There is a great number of studies where the connection of methylation of HOXA10 and HOXA11 gene promoters with different infertility factors is analyzed. However, the role of methylation of HOXA10 and HOXA11 gene promoters as a part of multifactorial models in women with tubal and peritoneal factor infertility has not been previously analyzed. The prospective observational study of Margioula-Siarkou et al. included 65 patients with different infertility etiologies: among them there were 13 patients with tubal and peritoneal factor infertility and 15 patients with unexplained infertility. The control group consisted of 25 healthy patients. During the study period it was determined that the HOXA11 expression in the endometrium in patients with unexplained infertility was statistically lower but patients with tubal and peritoneal factor infertility did not show the significant difference in the expression of these genes, whereas methylation of the genes was not analyzed during this study [27].

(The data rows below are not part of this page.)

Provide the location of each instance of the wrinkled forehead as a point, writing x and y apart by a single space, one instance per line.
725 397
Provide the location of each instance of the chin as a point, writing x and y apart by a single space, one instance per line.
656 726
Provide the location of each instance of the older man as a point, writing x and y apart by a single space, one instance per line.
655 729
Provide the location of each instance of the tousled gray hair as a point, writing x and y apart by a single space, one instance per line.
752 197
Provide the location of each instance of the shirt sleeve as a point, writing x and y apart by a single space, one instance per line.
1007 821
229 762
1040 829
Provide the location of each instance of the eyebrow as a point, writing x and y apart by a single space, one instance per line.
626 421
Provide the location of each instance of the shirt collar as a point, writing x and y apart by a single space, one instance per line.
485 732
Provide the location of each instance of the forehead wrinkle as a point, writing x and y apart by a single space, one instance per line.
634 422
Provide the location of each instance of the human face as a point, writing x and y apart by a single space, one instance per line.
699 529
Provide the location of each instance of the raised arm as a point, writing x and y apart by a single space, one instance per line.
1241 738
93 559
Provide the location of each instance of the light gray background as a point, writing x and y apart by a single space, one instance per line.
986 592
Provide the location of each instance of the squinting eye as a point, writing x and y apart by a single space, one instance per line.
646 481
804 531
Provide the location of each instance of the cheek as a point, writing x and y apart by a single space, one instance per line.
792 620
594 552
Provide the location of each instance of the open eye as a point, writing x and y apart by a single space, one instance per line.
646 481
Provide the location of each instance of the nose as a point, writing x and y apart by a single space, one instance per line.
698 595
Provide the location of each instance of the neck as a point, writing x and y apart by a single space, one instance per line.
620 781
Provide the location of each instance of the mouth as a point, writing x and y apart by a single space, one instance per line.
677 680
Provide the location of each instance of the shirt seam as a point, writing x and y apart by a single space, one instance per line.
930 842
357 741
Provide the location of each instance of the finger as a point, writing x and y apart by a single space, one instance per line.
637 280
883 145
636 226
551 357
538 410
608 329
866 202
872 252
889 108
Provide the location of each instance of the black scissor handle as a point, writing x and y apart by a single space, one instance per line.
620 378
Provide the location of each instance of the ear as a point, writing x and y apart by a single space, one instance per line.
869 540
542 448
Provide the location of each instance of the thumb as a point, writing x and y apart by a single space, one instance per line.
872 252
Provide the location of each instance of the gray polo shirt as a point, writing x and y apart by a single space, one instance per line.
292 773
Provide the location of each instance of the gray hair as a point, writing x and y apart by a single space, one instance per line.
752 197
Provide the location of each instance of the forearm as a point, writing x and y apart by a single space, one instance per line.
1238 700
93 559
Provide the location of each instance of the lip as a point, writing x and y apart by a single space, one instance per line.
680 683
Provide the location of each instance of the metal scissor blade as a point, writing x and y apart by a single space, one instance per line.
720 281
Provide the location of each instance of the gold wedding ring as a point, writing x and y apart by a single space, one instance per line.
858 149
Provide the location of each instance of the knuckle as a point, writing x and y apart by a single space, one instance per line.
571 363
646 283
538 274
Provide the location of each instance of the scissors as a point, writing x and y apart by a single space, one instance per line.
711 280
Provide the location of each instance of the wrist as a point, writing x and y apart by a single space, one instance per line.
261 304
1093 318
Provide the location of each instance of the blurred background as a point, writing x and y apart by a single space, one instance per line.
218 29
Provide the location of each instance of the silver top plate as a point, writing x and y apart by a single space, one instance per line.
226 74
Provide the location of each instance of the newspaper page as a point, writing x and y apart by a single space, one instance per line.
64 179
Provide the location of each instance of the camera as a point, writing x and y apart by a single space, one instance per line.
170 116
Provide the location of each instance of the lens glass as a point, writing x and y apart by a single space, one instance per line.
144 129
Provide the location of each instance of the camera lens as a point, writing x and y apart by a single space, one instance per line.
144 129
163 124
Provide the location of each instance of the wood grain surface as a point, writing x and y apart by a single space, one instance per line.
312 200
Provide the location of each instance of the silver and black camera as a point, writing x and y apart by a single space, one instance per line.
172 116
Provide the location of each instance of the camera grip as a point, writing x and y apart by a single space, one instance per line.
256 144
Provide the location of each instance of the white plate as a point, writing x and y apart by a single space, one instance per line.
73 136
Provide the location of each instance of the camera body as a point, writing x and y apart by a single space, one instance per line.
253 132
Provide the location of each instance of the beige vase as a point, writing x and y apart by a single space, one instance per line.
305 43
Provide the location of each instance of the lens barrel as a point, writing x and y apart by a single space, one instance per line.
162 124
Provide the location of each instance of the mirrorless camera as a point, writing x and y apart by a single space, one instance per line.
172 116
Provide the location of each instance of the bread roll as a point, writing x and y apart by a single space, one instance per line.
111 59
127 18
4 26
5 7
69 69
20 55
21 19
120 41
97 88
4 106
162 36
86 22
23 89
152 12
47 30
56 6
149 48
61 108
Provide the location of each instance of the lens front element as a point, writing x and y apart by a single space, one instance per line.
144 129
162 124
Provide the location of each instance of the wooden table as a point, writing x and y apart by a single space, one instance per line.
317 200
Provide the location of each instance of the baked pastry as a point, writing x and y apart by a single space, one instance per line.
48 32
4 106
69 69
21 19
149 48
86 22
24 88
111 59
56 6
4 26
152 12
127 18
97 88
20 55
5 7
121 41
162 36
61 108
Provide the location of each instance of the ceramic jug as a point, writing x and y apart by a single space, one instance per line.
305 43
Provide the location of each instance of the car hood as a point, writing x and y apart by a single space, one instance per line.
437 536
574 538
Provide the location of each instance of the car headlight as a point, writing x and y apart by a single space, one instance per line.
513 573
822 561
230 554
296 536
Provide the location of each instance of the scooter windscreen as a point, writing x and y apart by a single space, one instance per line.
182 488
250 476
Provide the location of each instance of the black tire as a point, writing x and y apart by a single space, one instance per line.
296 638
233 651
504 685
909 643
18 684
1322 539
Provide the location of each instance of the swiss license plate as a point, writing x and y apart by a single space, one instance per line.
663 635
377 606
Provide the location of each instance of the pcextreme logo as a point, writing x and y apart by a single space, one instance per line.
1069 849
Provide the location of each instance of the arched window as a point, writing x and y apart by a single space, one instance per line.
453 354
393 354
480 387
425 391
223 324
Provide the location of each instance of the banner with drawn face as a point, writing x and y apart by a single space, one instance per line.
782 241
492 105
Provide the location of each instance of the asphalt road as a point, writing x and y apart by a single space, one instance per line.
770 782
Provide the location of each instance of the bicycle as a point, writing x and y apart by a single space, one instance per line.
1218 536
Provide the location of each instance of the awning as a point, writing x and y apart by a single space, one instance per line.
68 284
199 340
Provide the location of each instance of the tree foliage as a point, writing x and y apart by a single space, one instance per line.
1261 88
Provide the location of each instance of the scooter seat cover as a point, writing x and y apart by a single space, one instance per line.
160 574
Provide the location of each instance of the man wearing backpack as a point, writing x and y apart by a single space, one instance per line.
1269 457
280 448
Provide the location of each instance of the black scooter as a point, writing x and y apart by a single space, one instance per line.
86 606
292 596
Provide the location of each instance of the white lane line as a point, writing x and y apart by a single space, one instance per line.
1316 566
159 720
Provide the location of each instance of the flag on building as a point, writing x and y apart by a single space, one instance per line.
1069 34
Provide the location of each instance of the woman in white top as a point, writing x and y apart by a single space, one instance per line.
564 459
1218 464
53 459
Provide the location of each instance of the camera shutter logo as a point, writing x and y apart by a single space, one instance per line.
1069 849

Another observational cohort study including 18 healthy controls, 12 women with recurrent implantation failures and 20 women with recurrent miscarriages demonstrated that the expression of the HOXA10 protein in the endometrium of healthy women is significantly higher than in patients from other groups that may suggest HOXA10 playing a role in unsuccessful outcomes of the IVF programs. However, methylation of the genes was not analyzed during this research either [28].

Conclusion

Thus, methylation status of the promotor regions of the HOXA10 and HOXA11 genes in patients with tubal and peritoneal factor infertility and previous unsuccessful IVF attempts has not been previously considered. Methylation of the promotor regions of the HOXA10 and HOXA11 genes does not appear to play a role in the prognosis of the IVF outcomes in the studied population, since methylation profile of the promoters of these genes is rather conservative.